Beispiele für mehr Verbindlichkeit
Um die Verschuldung im Zaum zu halten, gibt es sehr wirkungsvolle Methoden. In Kalifornien beispielsweise stimmen die Bürger über eine Neuverschuldung direkt ab. Sie ist außerdem nur zulässig, wenn sie an konkrete Projekte gebunden ist. Als einer von mehreren Schweizer Kantonen erhöht St. Gallen automatisch die Steuern, sobald beim Haushaltsdefizit ein bestimmter Schwellenwert erreicht wird. Den Deutschen ist diese Idee nicht gänzlich unbekannt: In der Verfassung des Deutschen Reichs von 1871 war ein ähnlicher Mechanismus noch verankert. Auch die so genannte Schweizer Schuldenbremse ist effektiv; sie zwingt dazu, Staatsschulden über einen Konjunkturzyklus hinweg auszugleichen, und legt konjunkturabhängige Grenzen fest: In schlechten Zeiten darf die Verschuldung steigen, in guten Zeiten sind Überschüsse gefordert.

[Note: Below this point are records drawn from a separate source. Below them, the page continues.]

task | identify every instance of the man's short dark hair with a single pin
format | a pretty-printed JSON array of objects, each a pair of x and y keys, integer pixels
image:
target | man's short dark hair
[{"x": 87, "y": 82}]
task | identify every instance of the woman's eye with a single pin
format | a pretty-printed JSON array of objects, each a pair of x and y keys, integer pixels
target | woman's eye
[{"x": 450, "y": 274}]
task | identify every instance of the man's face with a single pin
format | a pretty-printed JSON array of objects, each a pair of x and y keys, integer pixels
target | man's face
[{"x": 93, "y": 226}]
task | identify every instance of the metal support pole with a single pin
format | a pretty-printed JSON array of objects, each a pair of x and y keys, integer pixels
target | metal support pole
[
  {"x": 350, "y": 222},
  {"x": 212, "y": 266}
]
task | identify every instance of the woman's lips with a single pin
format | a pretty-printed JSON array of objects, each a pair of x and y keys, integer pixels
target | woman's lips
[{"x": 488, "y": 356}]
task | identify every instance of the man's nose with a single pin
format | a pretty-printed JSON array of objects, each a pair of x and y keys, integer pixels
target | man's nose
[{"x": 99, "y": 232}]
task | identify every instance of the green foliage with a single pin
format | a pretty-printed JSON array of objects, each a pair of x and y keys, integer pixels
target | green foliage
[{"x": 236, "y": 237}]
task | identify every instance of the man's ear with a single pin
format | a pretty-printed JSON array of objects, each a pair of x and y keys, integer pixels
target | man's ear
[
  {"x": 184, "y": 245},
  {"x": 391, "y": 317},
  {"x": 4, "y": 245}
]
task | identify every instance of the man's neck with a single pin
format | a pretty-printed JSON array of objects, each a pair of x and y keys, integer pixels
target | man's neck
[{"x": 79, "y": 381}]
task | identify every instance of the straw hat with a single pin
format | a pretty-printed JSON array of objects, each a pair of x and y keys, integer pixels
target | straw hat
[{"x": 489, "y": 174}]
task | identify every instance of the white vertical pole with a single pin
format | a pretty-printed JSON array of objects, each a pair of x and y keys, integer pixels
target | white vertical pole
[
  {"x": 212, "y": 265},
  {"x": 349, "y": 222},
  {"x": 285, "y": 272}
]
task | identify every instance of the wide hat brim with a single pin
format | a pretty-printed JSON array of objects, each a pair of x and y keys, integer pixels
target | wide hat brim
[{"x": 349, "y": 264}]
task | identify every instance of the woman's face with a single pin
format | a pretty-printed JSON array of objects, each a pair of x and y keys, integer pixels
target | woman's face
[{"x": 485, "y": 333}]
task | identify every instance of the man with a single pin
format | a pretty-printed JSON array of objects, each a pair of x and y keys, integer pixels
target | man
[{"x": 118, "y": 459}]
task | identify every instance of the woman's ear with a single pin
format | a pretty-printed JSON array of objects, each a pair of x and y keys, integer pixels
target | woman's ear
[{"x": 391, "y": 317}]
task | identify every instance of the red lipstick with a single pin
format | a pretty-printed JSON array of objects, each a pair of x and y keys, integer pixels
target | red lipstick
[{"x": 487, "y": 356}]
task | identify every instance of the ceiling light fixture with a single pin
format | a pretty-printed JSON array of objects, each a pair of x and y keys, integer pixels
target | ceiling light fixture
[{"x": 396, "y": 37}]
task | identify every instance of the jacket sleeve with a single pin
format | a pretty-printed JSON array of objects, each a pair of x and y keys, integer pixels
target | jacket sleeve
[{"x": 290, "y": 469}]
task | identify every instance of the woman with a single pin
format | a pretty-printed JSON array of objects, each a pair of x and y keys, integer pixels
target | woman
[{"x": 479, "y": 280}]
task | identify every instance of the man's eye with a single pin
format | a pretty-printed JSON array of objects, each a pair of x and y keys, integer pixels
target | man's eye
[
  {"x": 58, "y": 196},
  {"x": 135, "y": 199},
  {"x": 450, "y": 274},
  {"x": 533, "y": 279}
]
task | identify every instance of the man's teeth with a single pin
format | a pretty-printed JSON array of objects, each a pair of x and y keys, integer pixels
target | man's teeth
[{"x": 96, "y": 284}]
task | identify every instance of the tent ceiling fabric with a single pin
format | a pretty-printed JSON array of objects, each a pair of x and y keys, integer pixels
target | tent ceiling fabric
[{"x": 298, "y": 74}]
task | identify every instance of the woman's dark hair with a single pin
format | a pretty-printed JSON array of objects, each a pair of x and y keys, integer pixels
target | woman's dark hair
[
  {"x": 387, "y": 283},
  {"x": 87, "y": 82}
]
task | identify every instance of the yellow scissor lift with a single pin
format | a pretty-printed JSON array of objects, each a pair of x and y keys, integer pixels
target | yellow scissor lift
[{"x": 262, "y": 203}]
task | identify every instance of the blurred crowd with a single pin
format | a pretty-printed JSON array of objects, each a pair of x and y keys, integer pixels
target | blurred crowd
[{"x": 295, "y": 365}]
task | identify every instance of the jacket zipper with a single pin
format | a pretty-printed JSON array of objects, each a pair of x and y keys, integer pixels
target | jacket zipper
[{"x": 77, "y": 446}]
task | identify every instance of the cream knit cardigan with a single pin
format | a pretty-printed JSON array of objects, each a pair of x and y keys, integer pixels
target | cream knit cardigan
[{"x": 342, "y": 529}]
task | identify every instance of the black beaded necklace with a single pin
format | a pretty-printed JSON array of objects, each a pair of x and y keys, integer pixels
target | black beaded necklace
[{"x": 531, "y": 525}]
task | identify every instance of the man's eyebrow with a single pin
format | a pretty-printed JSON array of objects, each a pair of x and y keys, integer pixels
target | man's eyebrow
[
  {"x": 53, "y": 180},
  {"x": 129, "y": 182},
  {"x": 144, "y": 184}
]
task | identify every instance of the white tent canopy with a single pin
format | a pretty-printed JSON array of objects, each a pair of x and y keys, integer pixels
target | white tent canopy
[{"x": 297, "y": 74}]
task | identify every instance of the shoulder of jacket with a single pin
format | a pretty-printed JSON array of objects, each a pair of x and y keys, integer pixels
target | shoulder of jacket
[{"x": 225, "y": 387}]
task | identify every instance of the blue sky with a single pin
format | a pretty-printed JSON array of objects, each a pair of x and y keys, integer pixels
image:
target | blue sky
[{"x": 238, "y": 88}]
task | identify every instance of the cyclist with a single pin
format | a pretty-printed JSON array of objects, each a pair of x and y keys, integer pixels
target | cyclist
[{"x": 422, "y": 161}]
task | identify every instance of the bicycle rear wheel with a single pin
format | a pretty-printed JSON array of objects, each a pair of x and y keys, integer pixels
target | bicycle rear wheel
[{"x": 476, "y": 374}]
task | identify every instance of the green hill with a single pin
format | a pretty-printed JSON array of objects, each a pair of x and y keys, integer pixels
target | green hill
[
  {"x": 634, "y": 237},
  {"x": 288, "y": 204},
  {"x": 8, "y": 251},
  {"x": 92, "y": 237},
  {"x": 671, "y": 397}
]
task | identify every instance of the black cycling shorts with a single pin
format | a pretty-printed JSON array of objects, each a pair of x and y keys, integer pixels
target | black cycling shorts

„Ziehen Sie für Geld, das langfristig zur Verfügung steht, reale oder realwertgebundene Anlagen vor.“
Arbeitnehmer sollten einen Teil ihres Gehalts in Gewinn- oder Kapitalbeteiligungen beziehen. Ihr Anteil am produktiven Vermögen nähme so zu. Die Notenbanken müssten grundsätzlich umdenken und das Inflationsziel auf null schrauben, also Werterhalt anstreben. Neuseeland beispielsweise schließt seit den Reformen in den 1980er Jahren stets einen Vertrag zwischen der Regierung und dem Notenbankchef mit genau diesem Ziel. Erreicht der Zentralbankchef das Ziel nicht, wird er nicht wiedergewählt. Auch die Rückkehr zu einer realen Währung, zu einer Art modernem Goldstandard wie er nach der Weltwirtschaftskrise auf der Bretton-Woods-Konferenz eingeführt wurde, könnte einen Ausweg aus der Schuldenspirale bieten.
Auf reale Werte setzen
Lösungen sind also durchaus da, und Sparer – die Hauptleidtragenden der Fehlentwicklungen – sind die größten potenziellen Nutznießer eines Umdenkens. Sollte dieses jedoch ausbleiben, müssen sie sich einstweilen selbst helfen. Um ihr Vermögen in einem ruinösen wirtschaftlichen Umfeld zu erhalten und langfristig zu mehren, sollten sie vorwiegend auf Produkte setzen, die reale Werte abbilden: Gold, Boden, Energie, Rohstoffe. So ist der Anlagewert durch reale Güter gesichert – und kann nicht einfach so entwertet werden.